Thanks for the update @doctormumoftwo. You are doing an excellent job. Sounds like your DH is too. He doesn't see the need to go part time because he sees you doing a stellar job of juggling. But he's wrong, he does need to go part time when he can, and your kids do need one parent to be there some of the time, even with a nanny. And it's his turn. That's what it means having kids! You deserve the 100% timetable for a while to get the thing done. Good luck with nanny, I know this is what is going to turn your life around so put all your energy into getting that just right (easier said than done I know!). On my opinion, gardens are overrated.... Get a nanny who takes them to the park every day, they prefer that anyway!!! Good luck!!

Shuttersky · 21/06/2024 15:16

This reply has been withdrawn

This message has been withdrawn at the poster's request

doctormumoftwo · 22/06/2024 11:55

Hi there,
I just saw the message that was deleted with another doctor in the same position as I was, she asked about how it all went in the end. I thought it would be useful to update. I did not give up work and just kept going. Good or bad, I am glad I stuck with it.

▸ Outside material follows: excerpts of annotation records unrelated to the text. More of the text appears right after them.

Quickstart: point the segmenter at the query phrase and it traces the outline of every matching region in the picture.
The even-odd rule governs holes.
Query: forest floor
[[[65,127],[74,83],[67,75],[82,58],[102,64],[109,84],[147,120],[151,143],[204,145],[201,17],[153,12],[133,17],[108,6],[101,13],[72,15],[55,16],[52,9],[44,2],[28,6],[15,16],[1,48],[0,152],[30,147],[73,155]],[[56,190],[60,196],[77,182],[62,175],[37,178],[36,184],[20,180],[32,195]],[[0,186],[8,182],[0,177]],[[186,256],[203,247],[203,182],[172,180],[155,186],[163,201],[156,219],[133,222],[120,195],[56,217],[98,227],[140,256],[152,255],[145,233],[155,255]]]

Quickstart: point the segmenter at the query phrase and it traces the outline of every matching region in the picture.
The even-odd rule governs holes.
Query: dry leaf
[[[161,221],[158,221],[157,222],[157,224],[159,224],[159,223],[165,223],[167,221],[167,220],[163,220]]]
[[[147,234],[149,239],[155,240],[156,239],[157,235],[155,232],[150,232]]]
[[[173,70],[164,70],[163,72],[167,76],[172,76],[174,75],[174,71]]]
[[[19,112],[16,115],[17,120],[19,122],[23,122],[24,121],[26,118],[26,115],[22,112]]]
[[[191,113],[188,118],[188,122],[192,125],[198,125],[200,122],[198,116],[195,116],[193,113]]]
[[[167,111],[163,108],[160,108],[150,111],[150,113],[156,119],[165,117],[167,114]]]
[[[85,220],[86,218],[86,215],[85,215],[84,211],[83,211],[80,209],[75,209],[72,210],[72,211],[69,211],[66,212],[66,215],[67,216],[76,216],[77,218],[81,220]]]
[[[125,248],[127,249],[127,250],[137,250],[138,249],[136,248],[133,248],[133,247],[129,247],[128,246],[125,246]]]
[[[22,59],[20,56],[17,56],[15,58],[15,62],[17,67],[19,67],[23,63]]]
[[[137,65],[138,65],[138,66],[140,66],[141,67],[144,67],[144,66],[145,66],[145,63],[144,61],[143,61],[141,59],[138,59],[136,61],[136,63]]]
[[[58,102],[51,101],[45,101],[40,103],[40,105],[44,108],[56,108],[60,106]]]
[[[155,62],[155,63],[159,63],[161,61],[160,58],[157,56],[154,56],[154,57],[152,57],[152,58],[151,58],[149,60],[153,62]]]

  • I have passed all my exams and only have a couple more years left of training
  • We no longer need a nanny as we do after school clubs and luckily my husband is now a consultant and in a position where he can collect 3-4 days a week.
  • With no nanny/nursery, we can afford a bigger mortgage and moved to a nicer area/house.
  • My kids are now 6 and 9 and really happy in school, well-adjusted with lots of friends, playdates etc
  • I work 80% and can collect then at least one day a week
  • Although work is incredibly tough (NHS is brutal for everyone) I feel a huge sense of purpose, passion and commitment to my chosen speciality. I genuinely find it interesting and care about my patients. Work is so much better now the exams are out of the way, a weight has been lifted.
  • I am happy to be earning money. It means I can equally contribute to the bills and we can afford a better quality of life.

I think the main message here is - it gets easier. It really does. Those years when the kids were little are the hardest. But it is not like that forever. They need me much less now and also understand that I have to work to pay the bills, and are proud of what I do - it wasn't like that when they were 2 and 5, I felt so guilty. I remember bursting into tears on the tube (no lunch break multi-site work) when seeing mums out with their little ones. I don't have that guilt any more. Of course they still need me, but without exams and at 60-80% I have enough time to give them quality time.

I hope this helps. I remember how lost and sad and broken I felt when I wrote that post all those years ago, at 4am when I couldn't sleep. I am a world away from that now. Thank you to all the people who helped me through that time via this post and DM-d me personally offering support. Good luck to anyone in this situation, whatever decision you end up making.

OP posts:
Phineyj · 22/06/2024 11:57

That's such a positive update. I'm so pleased for you!

noworklifebalance · 22/06/2024 12:04

Thanks for the update @doctormumoftwo . It’s brilliant what you and your DH have achieved as a team.
It shouldn’t be that hard for so long but it is and I totally understand why others in your profession end up choosing a different path.

whateverforever · 22/06/2024 12:33

What a great update @doctormumoftwo and well done for keeping going! You won't regret it as the children get older.

ApiratesaysYarrr · 22/06/2024 12:55

As a fellow dr (physician not surgeon), I am so glad to hear this. Best of luck with the final part of training.